Ma in cosa consiste questa procedura? Prevede l’annullamento per violazione di legge dei provvedimenti autorizzativi adottati senza aver verificato la sua assoggettabilità alla Vinca. Nel caso specifico, sarebbe stato annullato il permesso rilasciato dal Comune di Cancello Arnone.
Dinanzi a questa eventualità, ha raccontato Brancaccio, “Zannini si arrabbiò molto e, con tono arrogante, disse che l’oggetto dell’incontro era la Vinca e non la Via e che non mi sarei dovuta preoccupare di verificare l’esistenza dell’impianto attraverso la consultazione di Google Earth.”

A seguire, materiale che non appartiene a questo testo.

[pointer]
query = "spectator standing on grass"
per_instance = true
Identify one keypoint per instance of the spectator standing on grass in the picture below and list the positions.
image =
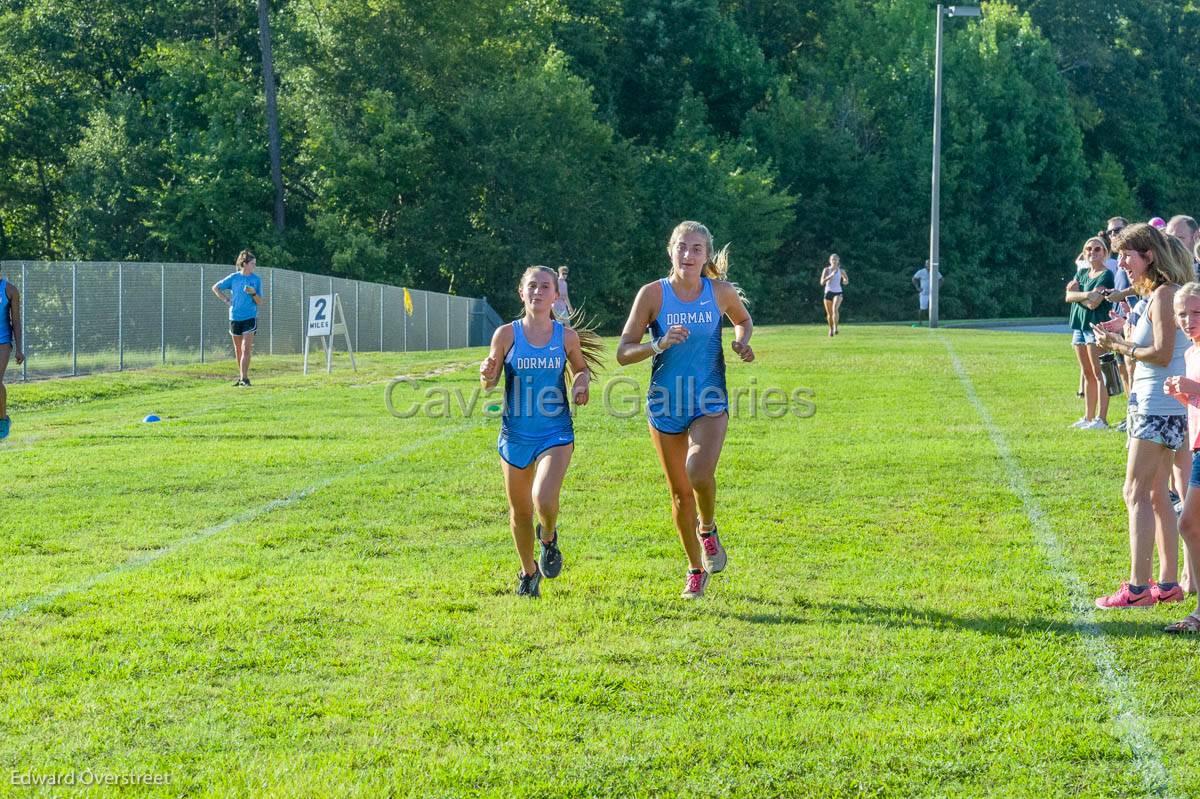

La dirigente sembrava intenzionata ad accertare l’esistenza della struttura, elemento che si allinea con la tesi della Procura. Tale verifica avrebbe messo nell’angolo i Griffo, facendo perdere loro la possibilità di ottenere i fondi. Da qui la presunta mossa di Zannini di far rivolgere gli imprenditori a Castello del Matese (perché l’impianto per cui avevano chiesto i fondi sostanzialmente era già realizzato).
“Zannini- concluse Brancaccio nel suo interrogatorio – ebbe un atteggiamento arrogante e urlò in maniera scostumata nei miei confronti.”